OpenXML : nouveau scandale en Norvège
La normalisation ISO d'OpenXML dans des circonstances troubles continue de créer des remous. Treize des vingt-trois membres de l'organisme de standardisation norvégien viennent de démissionner. Leur pays a voté en faveur du format de Microsoft, alors qu'eux prônaient l'inverse.
Encore un rebondissement dans le vaudeville de la normalisation à l'ISO d'OpenXML, normalisation effective depuis le 15 août. Treize membres de la commission de normalisation norvégienne, Standard Norway, viennent d'annoncer leur démission de l'organisation. La raison de cet exode massif (la commission comptant en tout 23 membres) : le vote de l'organisme en faveur de la normalisation ISO d'OpenXML, le format bureautique de Microsoft, concurrent de l'ODF d'OpenOffice. Début septembre, six pays (Venezuela, Brésil, Afrique du Sud, Equateur, Cuba, Paraguay) avaient déjà publié une lettre de défiance contre l'ISO cette fois, mettant en cause son impartialité dans cette affaire. Depuis, IBM avait même rallié la cause en mettant tout son poid dans la balance et en dénonçant l'opacité des processus de normalisation.

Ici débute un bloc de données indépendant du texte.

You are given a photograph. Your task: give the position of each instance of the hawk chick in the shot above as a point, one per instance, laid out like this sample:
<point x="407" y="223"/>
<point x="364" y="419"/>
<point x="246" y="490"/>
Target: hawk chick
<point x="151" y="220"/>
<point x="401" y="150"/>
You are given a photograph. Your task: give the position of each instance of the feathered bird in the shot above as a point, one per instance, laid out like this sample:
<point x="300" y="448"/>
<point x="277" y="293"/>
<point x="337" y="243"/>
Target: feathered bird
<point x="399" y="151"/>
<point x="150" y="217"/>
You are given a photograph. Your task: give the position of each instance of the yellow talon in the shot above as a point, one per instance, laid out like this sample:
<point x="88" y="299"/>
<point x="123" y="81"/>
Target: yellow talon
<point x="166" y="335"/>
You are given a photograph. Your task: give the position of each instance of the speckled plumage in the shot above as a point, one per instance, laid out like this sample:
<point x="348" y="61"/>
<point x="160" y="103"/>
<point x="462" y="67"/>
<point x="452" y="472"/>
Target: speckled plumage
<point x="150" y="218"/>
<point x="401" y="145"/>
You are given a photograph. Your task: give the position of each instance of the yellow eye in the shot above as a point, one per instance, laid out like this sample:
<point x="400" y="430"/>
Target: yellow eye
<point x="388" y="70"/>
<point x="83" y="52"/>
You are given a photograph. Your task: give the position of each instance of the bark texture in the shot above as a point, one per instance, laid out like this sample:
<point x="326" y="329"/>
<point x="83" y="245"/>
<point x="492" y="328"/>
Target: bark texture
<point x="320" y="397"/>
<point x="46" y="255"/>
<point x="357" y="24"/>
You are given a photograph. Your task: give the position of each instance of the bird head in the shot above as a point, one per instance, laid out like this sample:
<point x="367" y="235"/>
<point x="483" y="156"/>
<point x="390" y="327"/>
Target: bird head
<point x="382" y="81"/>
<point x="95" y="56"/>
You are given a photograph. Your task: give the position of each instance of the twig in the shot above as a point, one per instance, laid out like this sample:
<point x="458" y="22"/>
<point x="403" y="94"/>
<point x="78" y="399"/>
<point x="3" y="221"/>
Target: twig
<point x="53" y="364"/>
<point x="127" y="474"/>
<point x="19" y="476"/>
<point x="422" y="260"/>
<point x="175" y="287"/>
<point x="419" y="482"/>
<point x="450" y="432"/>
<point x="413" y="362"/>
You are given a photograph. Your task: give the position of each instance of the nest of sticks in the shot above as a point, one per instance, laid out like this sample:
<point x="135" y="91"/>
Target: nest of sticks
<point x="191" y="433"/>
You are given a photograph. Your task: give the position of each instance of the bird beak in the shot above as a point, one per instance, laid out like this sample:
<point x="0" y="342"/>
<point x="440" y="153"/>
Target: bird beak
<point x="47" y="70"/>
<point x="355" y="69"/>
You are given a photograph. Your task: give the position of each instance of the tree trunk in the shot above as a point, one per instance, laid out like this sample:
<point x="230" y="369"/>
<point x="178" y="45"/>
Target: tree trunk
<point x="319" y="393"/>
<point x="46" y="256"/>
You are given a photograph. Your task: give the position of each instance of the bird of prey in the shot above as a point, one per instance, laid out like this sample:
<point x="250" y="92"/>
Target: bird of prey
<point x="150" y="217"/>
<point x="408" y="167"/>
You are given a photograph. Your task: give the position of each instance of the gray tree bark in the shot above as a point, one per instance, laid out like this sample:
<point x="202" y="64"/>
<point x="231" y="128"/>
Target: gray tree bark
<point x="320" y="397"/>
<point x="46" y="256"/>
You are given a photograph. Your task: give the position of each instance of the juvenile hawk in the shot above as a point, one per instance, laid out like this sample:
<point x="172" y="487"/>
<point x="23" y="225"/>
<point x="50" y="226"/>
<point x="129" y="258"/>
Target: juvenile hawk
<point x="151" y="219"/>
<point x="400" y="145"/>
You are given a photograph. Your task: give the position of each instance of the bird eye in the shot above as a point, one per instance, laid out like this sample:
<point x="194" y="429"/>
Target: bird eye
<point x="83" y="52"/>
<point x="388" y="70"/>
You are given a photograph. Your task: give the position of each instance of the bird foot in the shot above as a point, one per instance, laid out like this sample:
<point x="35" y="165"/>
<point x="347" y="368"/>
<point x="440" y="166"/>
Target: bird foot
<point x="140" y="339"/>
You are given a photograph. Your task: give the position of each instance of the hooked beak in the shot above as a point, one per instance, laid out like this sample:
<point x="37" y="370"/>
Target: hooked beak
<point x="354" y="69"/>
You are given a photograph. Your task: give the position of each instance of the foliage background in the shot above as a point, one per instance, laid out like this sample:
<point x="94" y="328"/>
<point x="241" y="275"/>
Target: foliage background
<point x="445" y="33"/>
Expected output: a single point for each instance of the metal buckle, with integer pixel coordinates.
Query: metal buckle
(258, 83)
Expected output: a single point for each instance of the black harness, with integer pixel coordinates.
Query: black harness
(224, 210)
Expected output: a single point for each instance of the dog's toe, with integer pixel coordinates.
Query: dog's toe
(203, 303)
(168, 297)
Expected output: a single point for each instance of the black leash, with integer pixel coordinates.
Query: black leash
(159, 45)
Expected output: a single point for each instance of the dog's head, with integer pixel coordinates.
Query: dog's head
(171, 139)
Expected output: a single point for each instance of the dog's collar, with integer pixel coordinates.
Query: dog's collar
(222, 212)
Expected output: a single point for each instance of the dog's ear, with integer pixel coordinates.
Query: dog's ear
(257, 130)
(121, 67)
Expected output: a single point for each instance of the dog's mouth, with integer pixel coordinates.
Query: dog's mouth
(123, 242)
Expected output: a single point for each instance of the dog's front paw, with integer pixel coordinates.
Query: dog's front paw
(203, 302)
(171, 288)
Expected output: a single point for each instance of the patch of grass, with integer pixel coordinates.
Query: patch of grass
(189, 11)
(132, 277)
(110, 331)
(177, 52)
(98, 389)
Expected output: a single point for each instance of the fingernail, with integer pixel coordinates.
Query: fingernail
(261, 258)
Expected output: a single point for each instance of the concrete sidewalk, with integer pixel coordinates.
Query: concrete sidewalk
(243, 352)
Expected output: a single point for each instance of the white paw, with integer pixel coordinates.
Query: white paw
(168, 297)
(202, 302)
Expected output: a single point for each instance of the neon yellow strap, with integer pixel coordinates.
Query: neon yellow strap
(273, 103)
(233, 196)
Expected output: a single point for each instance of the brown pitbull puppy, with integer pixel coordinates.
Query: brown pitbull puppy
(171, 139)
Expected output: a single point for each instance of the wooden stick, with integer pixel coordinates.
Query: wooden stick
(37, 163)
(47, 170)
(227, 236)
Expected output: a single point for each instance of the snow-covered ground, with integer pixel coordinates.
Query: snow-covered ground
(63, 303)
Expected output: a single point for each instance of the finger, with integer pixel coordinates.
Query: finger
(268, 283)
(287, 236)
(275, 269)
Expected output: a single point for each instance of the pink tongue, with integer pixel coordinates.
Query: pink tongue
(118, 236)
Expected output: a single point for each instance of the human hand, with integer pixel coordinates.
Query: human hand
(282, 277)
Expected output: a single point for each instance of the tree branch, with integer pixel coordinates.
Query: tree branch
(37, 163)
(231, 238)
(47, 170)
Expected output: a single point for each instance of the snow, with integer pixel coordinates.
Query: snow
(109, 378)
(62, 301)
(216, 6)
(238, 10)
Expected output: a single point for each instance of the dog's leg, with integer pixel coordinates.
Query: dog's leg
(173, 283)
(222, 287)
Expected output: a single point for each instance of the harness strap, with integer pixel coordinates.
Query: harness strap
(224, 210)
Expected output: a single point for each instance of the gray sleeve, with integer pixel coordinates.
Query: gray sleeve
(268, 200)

Dans l'affaire norvégienne, seuls deux des membres de la commission avaient, à l'époque de l'examen du format, voté en faveur de sa normalisation via la procédure rapide de l'organisme international (dite Fast Track) : Microsoft lui-même et le pétrolier Statoil. Malgré ce quasi-consensus en faveur d'un rejet, la direction de Standard Norway avait voté pour l'approbation d'OpenXML à l'ISO. Contredisant ainsi l'avis de sa commission technique chargée d'examiner le sujet.
"Spécification immature et inutile"
Dans une lettre rendue publique en fin de semaine dernière, les démissionnaires expliquent : "Standard Norway a choisi de défier sa propre commission technique et a voté oui à une spécification immature, inutile et ne méritant pas de devenir un standard ISO". Et d'ajouter : "Standard Norway a perdu sa crédibilité dans le domaine de l'IT". Selon les signataires de la lettre, la direction de l'organisme norvégien ont été influencés par Microsoft, notamment par des lettres de partenaires locaux de l'éditeur.
L'affaire du vote norvégien rappelle un peu les affres qu'avait connu l'Afnor, lors de l'examen du même format. Après une dernière réunion de la commission technique où la majorité des membres restait opposée à une normalisation immédiate du format, l'Afnor s'était finalement abstenu à l'ISO. Revenant sur un premier vote négatif. A l'époque, ce brusque changement de position avait fait naître des rumeurs d'intervention directe de l'Elysée dans ce dossier.
France : pas de rébellion pour l'instant
Dans un communiqué, l'April, une association de promotion des logiciels libres membre de la commission de l'Afnor, expliquait alors : « le vote de l'Afnor ne reflète absolument pas un consensus de la Commission, bien au contraire. Lors de la réunion du 25 mars 2008 destinée à finaliser la position de la commission, les membres ont estimé que l'abstention n'était pas un choix acceptable. Le changement de position de l'Afnor est sans doute du à des tractations de dernières minutes ce week end, à un niveau élévé. »
Un membre de la commission joint par téléphone explique que, pour l'instant, aucun mouvement de rébellion ne secoue l'organe, où figurent des représentants de l'administration française, du milieu associatif, mais aussi de sociétés comme Microsoft, IBM ou Google. Avec toutefois cette précision - importante - concernant l'administration, qui avait été décisive au printemps dernier dans le retournement de la position française. Selon notre interlocuteur, la DGME (Direction générale de la modernisation de l'Etat), jusqu'alors chargée de porter la voix de l'Etat dans ce type de processus de normalisation, n'a "plus mandat" pour intervenir sur ces dossiers. La reprise en main continue.